Con un pánico creciente y el sabor de la bilis subiéndole por la garganta, Cooper atravesó la sala corriendo en diagonal, subiéndose a los muebles y saltando de escritorio en escritorio para evitar el contacto con las enigmáticas criaturas que comenzaban a agitarse a su alrededor. Saltó al suelo y pasó en tromba a través de una pesada puerta cortafuegos que daba a un pasillo a oscuras. Pasó junto a otro cuerpo andante, llegó a una escalera e instintivamente empezó a subir. Se movió con toda la rapidez que pudo hasta que alcanzó el último piso y no pudo seguir adelante. Después de intentar abrir tres puertas cerradas, forzó la entrada a un pequeño almacén cuadrado. Cerró la puerta de golpe a su espalda y la bloqueó con una estantería metálica para evitar que entrase la gente que había fuera.

Veinte minutos más tarde, cuando Cooper hubo recuperado el aliento y conseguido calmarse un poco, atravesó la habitación hasta la única ventana y contempló los restos del mundo exterior. Podía ver grandes cantidades de cuerpos tambaleándose sin rumbo por las calles desiertas de la ciudad. También podía oír cómo se movían por otras partes del edificio.

Este entorno sombrío no era la mayor preocupación de Cooper. Había un asesino invisible moviéndose en el aire, un germen que lo iba a atrapar de una forma u otra: ya fuera envenenándolo y matándolo o forzándolo a ahogarse y morirse de hambre dentro de la maldita máscara y el traje protector. Había sido testigo de la velocidad con la que había atacado y destruido a Thompson. Cooper sabía que mientras estuviera allí fuera, su vida dependía de su traje. Y que sería así hasta que consiguiera regresar al búnker.

22

El mundo muerto había estado en silencio durante lo que había parecido una eternidad. Incluso el ruido más leve viajaba a grandes distancias, transportado durante kilómetros por rachas de viento que no se veían perturbadas por nada más. El movimiento de los soldados en su potente transporte había provocado que la población de no vivos reaccionara a lo largo de todo su trayecto: desde las colinas suaves y aisladas alrededor del propio búnker hasta el corazón desolado de la ciudad devastada. En un espacio de tiempo terroríficamente corto, la multitud alrededor de la universidad se había convertido en una masa furiosa de movimiento y hostilidad. Oleadas de cuerpos intentaban alejarse de los edificios en busca de la fuente del ruido, mientras que otros seguían avanzando hacia ellos, aún a la caza de los supervivientes allí refugiados y que sabían cercanos.

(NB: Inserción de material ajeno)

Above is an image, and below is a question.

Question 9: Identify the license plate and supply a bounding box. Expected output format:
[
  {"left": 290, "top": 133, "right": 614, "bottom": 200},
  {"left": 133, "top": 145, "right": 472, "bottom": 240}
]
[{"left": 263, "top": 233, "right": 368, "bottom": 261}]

En el bloque de alojamientos de la universidad, cada uno de los supervivientes se había visto estimulado y animado por los sonidos del exterior. Más que cualquier golpe al azar o sonido inexplicable, como los que habían oído muchas veces antes, los ruidos que les llegaban en esos momentos a través de la lluvia eran diferentes. Eran sonidos decididos, intencionados y mecánicos. Eran sonidos que sólo los podían haber producido otras personas como ellos. Y los disparos y los gritos que siguieron habían confirmado, más allá de toda duda que, ese día, había habido personas vivas en la ciudad.

Las personas que vivían en el complejo se sentían encerradas dentro de los muros de su escondite. Rodeadas por los muertos y demasiado asustadas para abandonar la seguridad relativa del edificio, las más valientes habían subido hasta el tejado, a pesar de las pésimas condiciones atmosféricas, para mirar hacia la ciudad. Desde su punto de observación elevado
y
precario, no habían sido capaces de ver a las otras personas, pero habían presenciado cómo un gran número de cuerpos en descomposición había empezado a penetrar en el ciudad, reaccionando ante la presencia de los recién llegados. Aunque parecía que miles se habían alejado, otros muchos se habían quedado atrás.

Algunos de los vivos se animaron por la facilidad con la que se habían distraído los cuerpos. Otros lo vieron como una victoria temporal
y
vacía, y supusieron que esos mismos cadáveres volverían inevitablemente antes de que pasase mucho tiempo. La gente se empezó a dar cuenta de que si querían que otras personas supieran dónde estaban refugiados, tendrían que estar preparados para correr el riesgo de atraer aún más muertos a la zona de la universidad. Ese fue el dilema que amenazó con dividir el grupo en dos.

—No voy a estar de acuerdo con nada que haga regresar a esas malditas cosas —bufó Bernard Heath. La fuerza y el volumen sorprendente de su voz reforzaba la idea de que el miedo era la única razón de que se opusiera a la idea que se había planteado.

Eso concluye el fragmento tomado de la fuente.